A lot of the movement abstraction and design decisions baked into High Guard is clearly a semi-tactical design/detail rendering of Imperium, for instance. The original Traveller movement rules and the crunchier later fuel-based ship rules hearken back to Triplanetary.
This heritage and background does not change my point in the slightest.
The OP seems to be attempting to define the TU in the context of previous forms of warfare, and I am saying that the collection of materials never got to a definitive point where one could say 'it is like naval' or 'like aerial' warfare, beyond the value nodal points such as key production planets and refueling points already noted (which changes to an extent with increases in Jump tech).
Because, it is a GAME, with each version of the boardgames or RPG versions set to appeal to specific entertainments, not a rigid view of what future history/war will be.
Each version has 'an answer', or more accurately a POV, which is true of any wargame or RPG, you pare down a very complex topic and interactions to the ones that matter most (which is both art and opinion) in an entertaining format.
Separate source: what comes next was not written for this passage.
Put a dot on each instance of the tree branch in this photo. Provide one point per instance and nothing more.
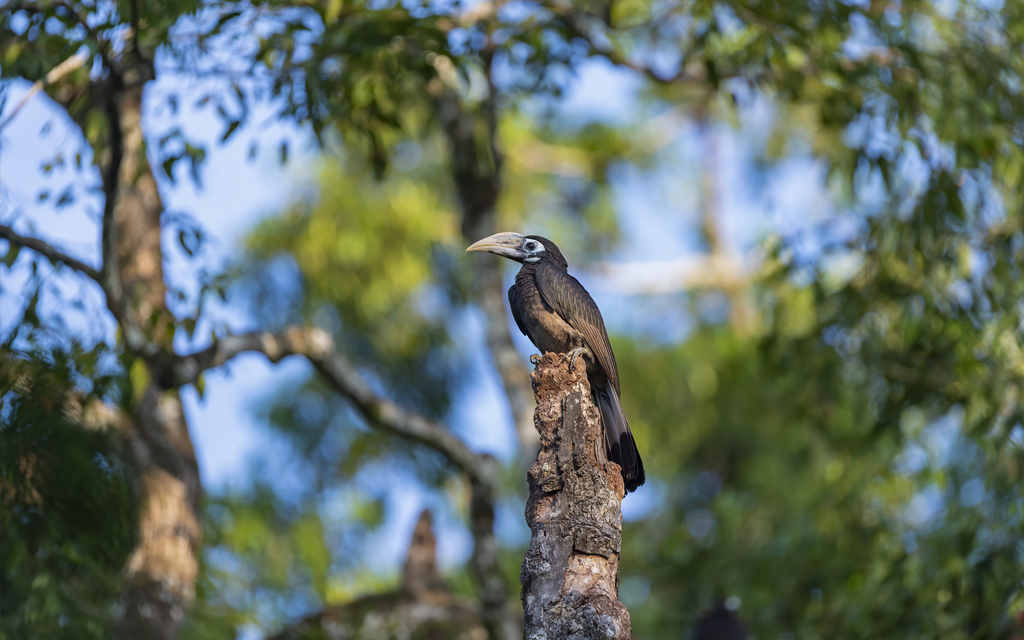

This is different from a professional milsim perspective, which I am gathering from the OP's resume and the nature of follow-on questions is where he is coming from, where crunchiness counts, including politics and logistics on a more detailed footing.
Not to mention economics, which is likely going to involve the same human animal doing what it does, but as radically different as 2015 Western life is to 1815 life.
Now if I were to boil it down to one thing, I would say it's like WWII Pacific theater fought in the pre-dreadnaught era, with basing/repair very key, bypassing possible, a significant raid component and strategic limits to army lift against large populations.
But that's a shot at it, not definitive, because IMTU can change things drastically, even a small OTU change alters strategic equations.
So settle on a version and tech/political/economic milieu, and then we can answer reasonably, keeping in mind always that version choices AND what has been done before is more an aesthetic then hardboiled reality.